Among other new laws on policing is a prohibition of peace officers intentionally using chokeholds, and another that increases penalties for people convicted of manufacturing or delivering fentanyl. Also passed were bills raising penalties for obstructing roadways for street racing or reckless driving exhibitions and allowing seizure and civil asset forfeiture of vehicles used in street racing offenses. Punishment also is being boosted for protesters who block roadways and impede emergency vehicles.

Electricity supply

Lawmakers scrambled to craft legislation to protect consumers and improve electricity reliability in the wake of blackouts and billing debacles stemming from February’s winter storm. Laws going into effect Wednesday require a public, annual audit of the Electric Reliability Council of Texas (ERCOT) and ban the sale of wholesale indexed power plans to residential customers. Related laws that went into effect immediately earlier this year mandate changes to ERCOT’s board and governance, and require the Public Utility Commission (PUC) to impose new weatherization rules to improve service reliability in severe weather. Additional structural changes to the PUC also were required.

Alcohol sales

One new law going into effect this week that’s popular with many consumers will extend weekend beer and wine sales. Until now, Texans couldn’t legally buy beer and wine until noon on Sundays, but now they’ll be able to buy it from 10 a.m. until midnight. The sale of liquor is still prohibited in stores on Sundays. Also popular is a law allowing restaurants to sell alcohol to-go permanently after the state allowed it temporarily during the early stages of the COVID-19 pandemic. That law went into effect immediately in May when Abbott signed it.

COVID-19

While Abbott dealt extensively with the state’s response to the coronavirus through executive orders, the Legislature did take some action, too. One new law prohibits state agencies or officials from issuing orders that “close or have the effect of closing places of worship.” Another bans any business in Texas from requiring so-called “vaccine passports” or any vaccine information.

Medical marijuana

The state’s medical marijuana program is expanding to include patients who suffer from all forms of post traumatic stress disorder or cancer, if prescribed by a doctor. Proponents failed to broaden the program more to include people who suffer from chronic pain.

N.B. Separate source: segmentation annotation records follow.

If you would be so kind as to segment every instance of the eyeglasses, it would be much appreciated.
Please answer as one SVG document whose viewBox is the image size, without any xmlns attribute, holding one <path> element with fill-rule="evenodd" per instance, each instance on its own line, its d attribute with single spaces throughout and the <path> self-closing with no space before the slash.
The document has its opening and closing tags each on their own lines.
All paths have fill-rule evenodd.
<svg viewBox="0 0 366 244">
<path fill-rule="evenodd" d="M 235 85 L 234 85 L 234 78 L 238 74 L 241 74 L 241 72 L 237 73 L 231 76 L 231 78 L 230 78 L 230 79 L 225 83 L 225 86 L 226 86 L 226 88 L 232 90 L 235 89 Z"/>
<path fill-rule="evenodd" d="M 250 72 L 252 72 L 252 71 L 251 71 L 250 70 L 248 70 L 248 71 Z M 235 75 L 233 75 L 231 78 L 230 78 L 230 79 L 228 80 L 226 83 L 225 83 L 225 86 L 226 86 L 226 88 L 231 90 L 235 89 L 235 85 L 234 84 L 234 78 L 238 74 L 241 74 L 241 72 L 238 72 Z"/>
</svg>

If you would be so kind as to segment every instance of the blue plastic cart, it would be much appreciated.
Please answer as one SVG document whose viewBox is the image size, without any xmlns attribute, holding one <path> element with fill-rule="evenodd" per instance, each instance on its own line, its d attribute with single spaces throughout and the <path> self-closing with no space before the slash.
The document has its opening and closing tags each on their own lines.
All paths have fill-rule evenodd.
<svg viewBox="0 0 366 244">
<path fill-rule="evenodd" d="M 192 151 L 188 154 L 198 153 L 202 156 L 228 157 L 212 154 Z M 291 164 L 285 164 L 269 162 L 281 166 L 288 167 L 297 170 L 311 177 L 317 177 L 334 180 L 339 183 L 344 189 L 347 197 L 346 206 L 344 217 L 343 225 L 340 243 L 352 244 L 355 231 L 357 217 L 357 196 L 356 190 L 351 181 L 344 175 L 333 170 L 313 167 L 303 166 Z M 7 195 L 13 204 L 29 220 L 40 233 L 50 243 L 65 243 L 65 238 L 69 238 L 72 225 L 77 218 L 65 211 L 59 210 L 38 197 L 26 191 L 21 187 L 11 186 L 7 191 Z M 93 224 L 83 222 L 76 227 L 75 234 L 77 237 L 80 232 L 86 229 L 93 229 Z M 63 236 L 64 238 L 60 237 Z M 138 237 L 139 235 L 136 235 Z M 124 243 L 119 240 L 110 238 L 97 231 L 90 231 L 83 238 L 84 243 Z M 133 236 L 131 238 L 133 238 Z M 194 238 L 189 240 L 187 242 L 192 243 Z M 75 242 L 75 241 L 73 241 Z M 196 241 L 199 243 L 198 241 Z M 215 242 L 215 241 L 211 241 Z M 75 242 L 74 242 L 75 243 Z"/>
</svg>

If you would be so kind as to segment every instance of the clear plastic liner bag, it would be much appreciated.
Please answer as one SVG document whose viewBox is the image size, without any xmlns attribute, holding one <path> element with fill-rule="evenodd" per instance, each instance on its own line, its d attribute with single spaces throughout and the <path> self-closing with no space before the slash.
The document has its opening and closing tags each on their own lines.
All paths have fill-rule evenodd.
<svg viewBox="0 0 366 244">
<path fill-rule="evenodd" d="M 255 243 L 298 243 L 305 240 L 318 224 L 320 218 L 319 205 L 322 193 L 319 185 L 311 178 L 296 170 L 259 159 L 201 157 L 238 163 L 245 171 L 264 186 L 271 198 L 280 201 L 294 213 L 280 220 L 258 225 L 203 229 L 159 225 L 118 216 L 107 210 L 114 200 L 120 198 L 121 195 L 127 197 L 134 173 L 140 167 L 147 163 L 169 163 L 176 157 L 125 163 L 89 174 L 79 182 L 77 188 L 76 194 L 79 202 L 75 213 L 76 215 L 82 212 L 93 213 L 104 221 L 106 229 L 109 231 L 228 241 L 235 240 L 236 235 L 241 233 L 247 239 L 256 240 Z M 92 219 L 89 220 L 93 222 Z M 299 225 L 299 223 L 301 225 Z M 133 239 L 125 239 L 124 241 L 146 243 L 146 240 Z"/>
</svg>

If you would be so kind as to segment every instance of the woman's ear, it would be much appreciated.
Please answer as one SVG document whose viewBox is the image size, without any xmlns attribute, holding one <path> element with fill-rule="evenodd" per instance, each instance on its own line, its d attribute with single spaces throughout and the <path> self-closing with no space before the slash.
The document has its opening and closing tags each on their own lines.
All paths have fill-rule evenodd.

Star-Spangled Banner Protection Act

Another new law is the “Star-Spangled Banner Protection Act,” which requires any professional sports team with contracts with state government to play the national anthem before the beginning of every game. It became a priority for Lt. Gov. Dan Patrick after Dallas Mavericks owner Mark Cuban chose to stop having the anthem played for the team’s games early in this year’s season. Following Cuban’s move, which initially went largely unnoticed by the public, the NBA issued a statement telling the public that the anthem would be played before all games, and the Mavericks complied.